Le fondateur de WikiLeaks Julian Assange a été libéré jeudi d'une des accusations d'agression sexuelle portées contre lui en Suède, mais reste loin d'être tiré d'affaire car il est toujours visé par une plainte pour viol.

Le délai de prescription de cinq ans s'est écoulé depuis les faits dénoncés par une Suédoise alors âgée d'une trentaine d'années.

«Maintenant qu'intervient la prescription pour certaines des infractions, je suis obligée de classer sans suite une partie de l'enquête», a affirmé la procureure Marianne Ny dans un communiqué.

Cette prescription ne devrait rien changer pour l'Australien de 44 ans, réfugié depuis plus de trois ans à l'ambassade d'Équateur à Londres afin d'échapper à un mandat d'arrêt européen émis par la Suède.

La prescription pour une deuxième agression sexuelle, un viol dénoncé par une autre plaignante suédoise, ne surviendra qu'en août 2020, la police britannique ayant donc encore cinq ans pour interpeller Julian Assange.

Depuis ses débuts, cette affaire ultra-médiatisée s'est enlisée dans une série de complications juridiques et diplomatiques qui n'ont laissé aucune chance de connaître la vérité.

Julian Assange clame son innocence, affirmant que les relations sexuelles avaient été consenties. Il s'est dit «extrêmement déçu» de n'avoir pu donner sa version des faits dans les temps.

«Dès le début, j'ai proposé des solutions simples. Venez à l'ambassade et prenez ma déposition, ou promettez de ne pas m'envoyer aux États-Unis. Cette fonctionnaire suédoise a refusé les deux.
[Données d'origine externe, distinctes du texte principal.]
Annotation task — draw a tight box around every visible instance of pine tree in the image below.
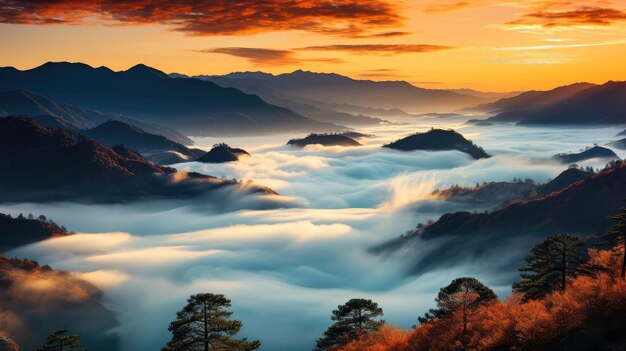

Elle a même refusé une déposition écrite», a-t-il écrit dans un communiqué.

La magistrate a déploré que le cybermilitant n'ait jamais répondu à ses convocations. «Depuis l'automne 2010, j'essaie d'obtenir le droit d'une audition avec Julian Assange, mais il s'est constamment dérobé», a-t-elle rappelé.

«Un droit fondamental» 

L'ancien juge espagnol Baltasar Garzon, qui coordonne sa défense, a pourtant assuré que son client avait toujours montré «sa volonté de coopérer avec la justice suédoise» à condition de ne pas être contraint pour cela à «renoncer à un droit fondamental comme l'asile».

Jeudi, le gouvernement britannique a mis, à son tour, la pression, dénonçant la persistance des autorités équatoriennes à «entraver l'audition» de Julian Assange.

Par le biais d'une protestation officielle, Londres a appelé l'Equateur à «mettre fin à cette situation considérée comme une tache grandissante sur la réputation» de ce pays.

Quito a répliqué en critiquant «l'inaction continue des autorités britanniques et suédoises pendant les près de 1000 jours d'asile (accordé à Julian Assange) à l'ambassade (à Londres), au cours desquels elles ont été sourdes à toutes les propositions et appels au dialogue du ministère équatorien des Affaires étrangères».

La prescription laisse sans réponse les accusations d'une des plaignantes. «Il n'est pas jugé pour ces faits, mais cela ne veut pas dire qu'il est innocent», a déclaré à l'AFP Claes Borgström, l'avocat de cette jeune femme.

«Ma cliente a des sentiments partagés. Elle aurait voulu qu'il réponde devant la justice mais elle est soulagée de ne pas devoir vivre un procès car les faits remontent à cinq ans et elle veut tourner la page», a-t-il ajouté.

La suite de la procédure d'ici à 2020 est très incertaine, même si la procureure s'est dite déterminée à la mener à bien.

«L'enquête préliminaire se poursuit sur cette partie des faits. Elle en reste au même point et la possibilité de faire progresser le dossier via une audition du mis en cause existe toujours», a-t-elle expliqué.

Après un dialogue de sourds sur les conditions juridiques de l'éventuelle audition dans les locaux étroits de l'ambassade équatorienne, la Suède et l'Équateur envisagent de nouer une convention de coopération judiciaire.

Mais la négociation des termes de ce texte, qui devrait être valable pour tous les justiciables à l'avenir, prendra du temps.

Julian Assange, figure adulée dans les milieux libertaires, mais dont la réputation a été ternie par cette affaire et qui vit cloîtré, craint s'il va en Suède d'être ensuite extradé vers les États-Unis.

Il pourrait se voir reprocher la publication par WikiLeaks en 2010 de 500 000 documents classés secret défense sur l'Irak et l'Afghanistan et de 250 000 communications diplomatiques.

Son quotidien parmi les diplomates équatoriens pourrait rester le même pendant encore cinq ans, à savoir dormir dans des locaux qui n'étaient pas prévus pour héberger quelqu'un et poursuivre son combat pour la transparence à partir d'un ordinateur.